In May 2014, the FASB issued ASU No. 2014-09, "Revenue from Contracts with Customers (Topic 606)." This standard will supersede the revenue recognition requirements in ASC 605, "Revenue Recognition," and most industry-specific guidance. The standard requires an entity to recognize revenue in an amount that reflects the consideration to which the entity expects to receive in exchange for goods or services. In addition, during 2016, the FASB has issued ASU No. 2016-08, “Principle versus Agent Considerations,” ASU No. 2016-10, “Identifying Performance Obligations and Licensing,” and ASU No. 2016-12, “Narrow Scope Improvements and Practical Expedients,” all of which clarify certain implementation guidance in ASU No. 2014-09.  This standard along with the subsequent clarifications issued are effective for annual reporting periods beginning after December 15, 2017, and interim periods within those fiscal years, making it effective for our fiscal year beginning January 1, 2018. Early adoption is permitted to the original effective date for annual reporting periods beginning after December 15, 2016. The standard allows an entity to either apply the requirements retrospectively to all prior periods presented, or apply the requirements in the year of adoption, through a cumulative adjustment. We are currently evaluating the impact of adoption of this new standard, along with subsequent clarifying guidance, on our consolidated financial statements.



 

3. Segment Information

The Company currently classifies its operations into ten reportable segments.  The ten reportable segments of the Company include the following: Network (which includes our pay-per-view business), Television, Home Entertainment and Digital Media, which are individual segments that comprise the Media Division; Live Events; Licensing, Venue Merchandise and WWEShop, which are individual segments that comprise the Consumer Products Division; WWE Studios, and Corporate and Other (as defined below).
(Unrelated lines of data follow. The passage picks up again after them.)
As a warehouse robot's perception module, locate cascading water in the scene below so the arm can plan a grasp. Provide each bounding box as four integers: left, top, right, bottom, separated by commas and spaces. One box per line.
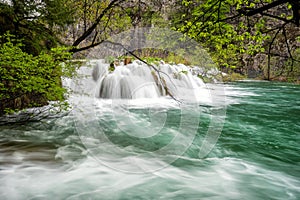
0, 60, 300, 200
93, 61, 207, 100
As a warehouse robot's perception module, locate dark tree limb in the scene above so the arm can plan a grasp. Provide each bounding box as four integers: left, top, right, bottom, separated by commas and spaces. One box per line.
71, 0, 125, 48
104, 41, 181, 103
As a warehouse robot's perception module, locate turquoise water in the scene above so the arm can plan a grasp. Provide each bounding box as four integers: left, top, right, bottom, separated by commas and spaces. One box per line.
0, 82, 300, 199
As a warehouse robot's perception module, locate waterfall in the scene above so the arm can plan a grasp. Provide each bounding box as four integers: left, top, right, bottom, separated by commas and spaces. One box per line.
92, 60, 209, 99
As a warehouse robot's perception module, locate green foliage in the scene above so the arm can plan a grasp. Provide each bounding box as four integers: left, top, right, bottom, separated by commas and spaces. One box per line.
0, 0, 74, 55
0, 35, 75, 115
173, 0, 274, 68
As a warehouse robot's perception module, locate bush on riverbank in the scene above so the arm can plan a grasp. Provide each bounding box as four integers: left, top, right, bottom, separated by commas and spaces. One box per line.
0, 35, 74, 116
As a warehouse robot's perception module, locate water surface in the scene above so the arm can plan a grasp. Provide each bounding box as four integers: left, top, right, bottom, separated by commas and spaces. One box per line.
0, 82, 300, 199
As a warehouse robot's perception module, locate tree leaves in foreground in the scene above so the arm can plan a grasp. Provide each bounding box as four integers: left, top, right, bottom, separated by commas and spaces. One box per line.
173, 0, 300, 81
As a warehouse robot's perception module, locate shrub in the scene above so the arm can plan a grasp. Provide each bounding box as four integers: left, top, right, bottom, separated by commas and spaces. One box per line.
0, 34, 75, 115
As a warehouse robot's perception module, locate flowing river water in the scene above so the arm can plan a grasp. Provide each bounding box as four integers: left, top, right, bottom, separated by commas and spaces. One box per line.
0, 61, 300, 200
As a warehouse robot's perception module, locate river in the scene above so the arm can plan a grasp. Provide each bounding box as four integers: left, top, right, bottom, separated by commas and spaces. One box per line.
0, 68, 300, 200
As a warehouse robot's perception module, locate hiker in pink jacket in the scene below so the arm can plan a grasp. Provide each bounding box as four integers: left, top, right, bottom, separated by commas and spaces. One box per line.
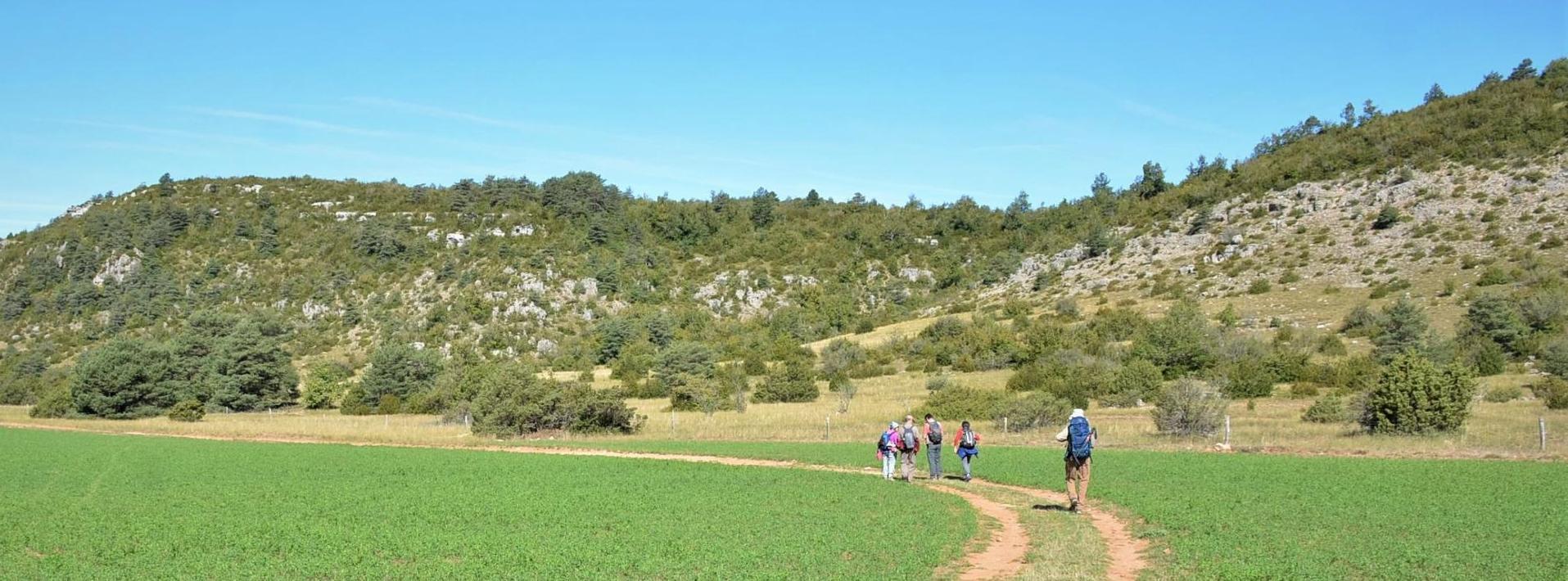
876, 421, 898, 481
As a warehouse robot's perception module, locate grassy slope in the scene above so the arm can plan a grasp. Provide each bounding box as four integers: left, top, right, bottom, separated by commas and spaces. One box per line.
523, 440, 1568, 579
0, 429, 977, 578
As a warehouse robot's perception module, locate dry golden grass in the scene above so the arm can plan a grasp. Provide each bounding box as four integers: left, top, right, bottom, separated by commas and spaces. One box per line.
806, 313, 974, 354
0, 372, 1568, 459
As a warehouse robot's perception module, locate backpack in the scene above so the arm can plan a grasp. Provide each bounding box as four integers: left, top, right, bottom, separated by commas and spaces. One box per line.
1068, 418, 1095, 461
898, 426, 920, 453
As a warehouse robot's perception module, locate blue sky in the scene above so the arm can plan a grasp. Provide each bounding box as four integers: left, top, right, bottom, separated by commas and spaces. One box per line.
0, 0, 1568, 232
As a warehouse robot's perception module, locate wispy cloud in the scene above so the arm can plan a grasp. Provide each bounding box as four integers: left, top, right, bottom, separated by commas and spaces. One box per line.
1116, 97, 1236, 136
348, 97, 569, 132
190, 106, 395, 137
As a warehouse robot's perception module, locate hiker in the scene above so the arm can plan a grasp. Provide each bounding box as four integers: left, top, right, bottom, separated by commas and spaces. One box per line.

The Company presents OIBDA as the primary measure of segment profit (loss).  The Company defines OIBDA as operating income before depreciation and amortization, excluding feature film and television production asset amortization and impairments, as well as the amortization of costs related to content delivery and technology assets utilized for our WWE Network.  The Company believes the presentation of OIBDA is relevant and useful for investors because it allows investors to view our segment performance in the same manner as the primary method used by management to evaluate segment performance and make decisions about allocating resources.  Additionally, we believe that OIBDA provides a meaningful representation of operating cash flows within our segments.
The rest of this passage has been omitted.